In the figure (i) given below, DE || BC and the ratio of the areas of △ADE and trapezium DBCE is 4 : 5. Find the ratio of DE : BC.

Given, ratio of the areas of △ADE and trapezium DBCE = 4 : 5.

$\therefore \dfrac{\text{Area of △ADE}}{\text{Area of trapezium DBCE}} = \dfrac{4}{5} \\[1em] \Rightarrow \dfrac{\text{Area of △ADE}}{\text{Area of △ABC - Area of △ADE}} = \dfrac{4}{5} \\[1em] \Rightarrow 5 \text{ Area of △ADE} = 4 (\text{Area of △ABC - Area of △ADE}) \\[1em] \Rightarrow 9 \text{ Area of △ADE} = 4 \text{Area of △ABC} \\[1em] \Rightarrow \dfrac{\text{Area of △ADE}}{\text{Area of △ABC}} = \dfrac{4}{9}.$

Considering △ABC and △ADE,

∠ A = ∠ A (Common angles)
∠ ADE = ∠ ABC (Corresponding angles are equal)
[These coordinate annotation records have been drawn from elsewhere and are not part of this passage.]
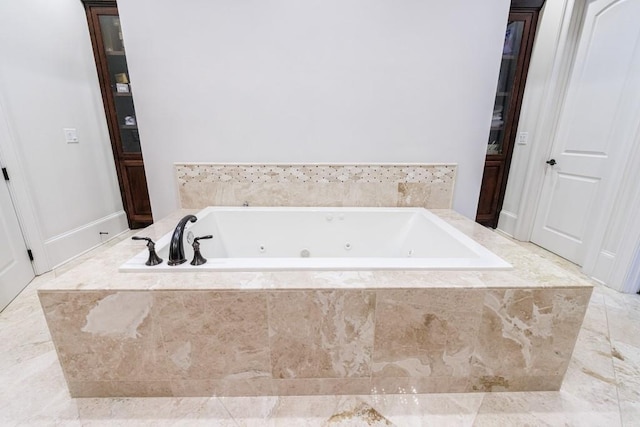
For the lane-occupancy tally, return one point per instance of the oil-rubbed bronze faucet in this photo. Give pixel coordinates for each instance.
(176, 248)
(154, 259)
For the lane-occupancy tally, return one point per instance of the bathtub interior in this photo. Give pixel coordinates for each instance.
(254, 238)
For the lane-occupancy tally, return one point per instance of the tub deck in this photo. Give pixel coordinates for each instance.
(314, 332)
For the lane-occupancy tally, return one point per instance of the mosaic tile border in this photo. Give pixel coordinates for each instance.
(381, 185)
(319, 173)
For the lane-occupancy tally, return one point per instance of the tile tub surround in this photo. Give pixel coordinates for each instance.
(306, 333)
(419, 185)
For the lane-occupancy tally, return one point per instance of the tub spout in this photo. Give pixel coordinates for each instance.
(176, 249)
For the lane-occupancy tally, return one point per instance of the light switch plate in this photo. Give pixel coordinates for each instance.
(523, 138)
(71, 135)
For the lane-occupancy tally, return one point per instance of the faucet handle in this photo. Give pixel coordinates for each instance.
(208, 236)
(154, 259)
(198, 259)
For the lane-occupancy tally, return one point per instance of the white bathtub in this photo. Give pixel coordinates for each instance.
(286, 238)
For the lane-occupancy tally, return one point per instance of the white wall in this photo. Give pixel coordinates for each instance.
(535, 111)
(313, 81)
(48, 82)
(613, 241)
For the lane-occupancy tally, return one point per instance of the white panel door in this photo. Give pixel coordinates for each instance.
(15, 267)
(598, 117)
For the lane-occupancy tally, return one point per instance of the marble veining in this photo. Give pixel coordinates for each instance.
(600, 386)
(118, 315)
(314, 332)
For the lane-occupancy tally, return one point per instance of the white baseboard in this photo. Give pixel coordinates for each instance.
(65, 246)
(507, 222)
(603, 267)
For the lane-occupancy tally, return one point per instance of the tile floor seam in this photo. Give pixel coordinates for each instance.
(231, 417)
(611, 348)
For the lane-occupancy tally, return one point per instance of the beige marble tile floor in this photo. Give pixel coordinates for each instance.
(601, 387)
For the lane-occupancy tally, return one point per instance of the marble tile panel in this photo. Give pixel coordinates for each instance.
(528, 332)
(411, 409)
(298, 411)
(214, 334)
(623, 316)
(626, 363)
(120, 388)
(427, 332)
(356, 412)
(513, 382)
(224, 387)
(331, 336)
(412, 385)
(589, 385)
(105, 336)
(30, 386)
(368, 194)
(537, 409)
(152, 412)
(436, 195)
(321, 386)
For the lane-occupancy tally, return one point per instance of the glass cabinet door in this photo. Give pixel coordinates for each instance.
(505, 91)
(118, 74)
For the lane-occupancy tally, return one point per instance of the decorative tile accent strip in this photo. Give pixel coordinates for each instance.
(426, 185)
(423, 174)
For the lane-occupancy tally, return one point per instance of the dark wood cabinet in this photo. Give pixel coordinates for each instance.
(117, 96)
(518, 44)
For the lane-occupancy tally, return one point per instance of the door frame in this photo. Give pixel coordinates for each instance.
(545, 129)
(20, 194)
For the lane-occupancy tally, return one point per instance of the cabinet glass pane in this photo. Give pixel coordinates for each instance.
(504, 92)
(119, 83)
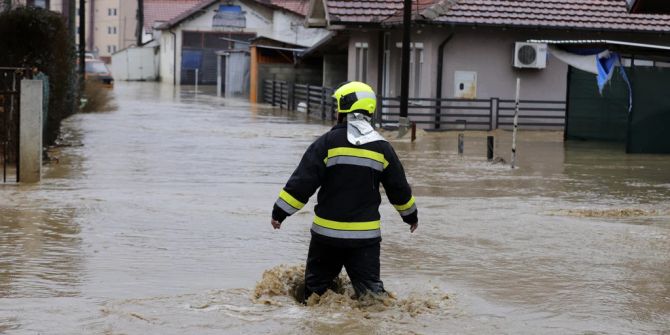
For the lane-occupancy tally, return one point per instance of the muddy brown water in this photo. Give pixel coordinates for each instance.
(155, 220)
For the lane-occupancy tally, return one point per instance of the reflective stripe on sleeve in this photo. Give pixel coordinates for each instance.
(356, 152)
(407, 208)
(290, 200)
(352, 234)
(348, 160)
(349, 226)
(408, 211)
(290, 210)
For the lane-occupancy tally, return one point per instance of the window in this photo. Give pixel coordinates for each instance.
(361, 61)
(416, 59)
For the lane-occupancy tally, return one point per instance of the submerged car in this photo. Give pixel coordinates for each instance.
(98, 70)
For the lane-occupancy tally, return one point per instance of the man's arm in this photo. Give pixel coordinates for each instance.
(398, 190)
(302, 184)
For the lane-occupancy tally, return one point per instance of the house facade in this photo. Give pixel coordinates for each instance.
(192, 40)
(466, 49)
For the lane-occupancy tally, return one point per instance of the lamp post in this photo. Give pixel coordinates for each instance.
(403, 123)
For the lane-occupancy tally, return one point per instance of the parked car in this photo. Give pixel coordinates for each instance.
(98, 70)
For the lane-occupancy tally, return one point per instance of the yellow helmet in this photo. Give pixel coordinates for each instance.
(354, 96)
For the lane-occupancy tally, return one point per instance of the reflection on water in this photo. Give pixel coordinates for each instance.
(154, 220)
(39, 253)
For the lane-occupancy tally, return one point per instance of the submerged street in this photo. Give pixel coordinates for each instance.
(156, 220)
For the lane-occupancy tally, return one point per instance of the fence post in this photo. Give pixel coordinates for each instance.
(438, 113)
(324, 96)
(491, 114)
(307, 107)
(30, 152)
(322, 100)
(291, 96)
(273, 92)
(281, 94)
(494, 113)
(489, 148)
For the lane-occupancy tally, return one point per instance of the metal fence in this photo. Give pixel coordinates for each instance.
(10, 95)
(474, 114)
(310, 99)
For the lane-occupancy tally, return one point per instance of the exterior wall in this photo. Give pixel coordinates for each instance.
(372, 38)
(105, 33)
(260, 20)
(492, 57)
(135, 64)
(167, 56)
(333, 74)
(289, 27)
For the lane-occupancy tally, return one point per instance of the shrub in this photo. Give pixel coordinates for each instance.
(98, 97)
(37, 38)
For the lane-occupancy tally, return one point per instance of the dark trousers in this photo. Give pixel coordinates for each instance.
(324, 263)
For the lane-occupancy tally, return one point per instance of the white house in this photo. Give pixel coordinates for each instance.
(192, 40)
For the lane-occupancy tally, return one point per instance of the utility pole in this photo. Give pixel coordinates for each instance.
(140, 22)
(82, 41)
(403, 123)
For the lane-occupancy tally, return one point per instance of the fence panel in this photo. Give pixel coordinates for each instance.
(534, 114)
(450, 113)
(306, 98)
(10, 93)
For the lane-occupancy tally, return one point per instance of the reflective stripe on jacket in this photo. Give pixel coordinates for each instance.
(347, 210)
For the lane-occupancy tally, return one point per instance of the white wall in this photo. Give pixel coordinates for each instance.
(134, 64)
(167, 60)
(260, 20)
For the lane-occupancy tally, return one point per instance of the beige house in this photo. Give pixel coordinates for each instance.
(463, 49)
(110, 24)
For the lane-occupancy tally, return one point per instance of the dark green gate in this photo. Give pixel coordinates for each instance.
(592, 116)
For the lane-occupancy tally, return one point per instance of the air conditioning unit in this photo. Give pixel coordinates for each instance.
(530, 55)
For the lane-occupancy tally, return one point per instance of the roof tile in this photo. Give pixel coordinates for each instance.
(584, 14)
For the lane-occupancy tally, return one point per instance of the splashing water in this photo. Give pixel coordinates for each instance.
(283, 282)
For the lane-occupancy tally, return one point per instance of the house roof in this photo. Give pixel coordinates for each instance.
(570, 14)
(290, 5)
(157, 12)
(611, 15)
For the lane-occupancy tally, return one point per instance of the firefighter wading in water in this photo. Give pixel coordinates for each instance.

Hence, by AA axiom △ADE ~ △ABC.

We know that, the ratio of the areas of two similar triangles is equal to the ratio of the square of their corresponding sides.

$\therefore \dfrac{\text{Area of △ADE}}{\text{Area of △ABC}} = \dfrac{DE^2}{BC^2} \\[1em] \Rightarrow \dfrac{4}{9} = \Big(\dfrac{DE}{BC}\Big)^2 \\[1em] \Rightarrow \dfrac{DE}{BC} = \sqrt{\dfrac{4}{9}} \\[1em] \Rightarrow \dfrac{DE}{BC} = \dfrac{2}{3}.$

Hence, the ratio of DE : BC is 2 : 3.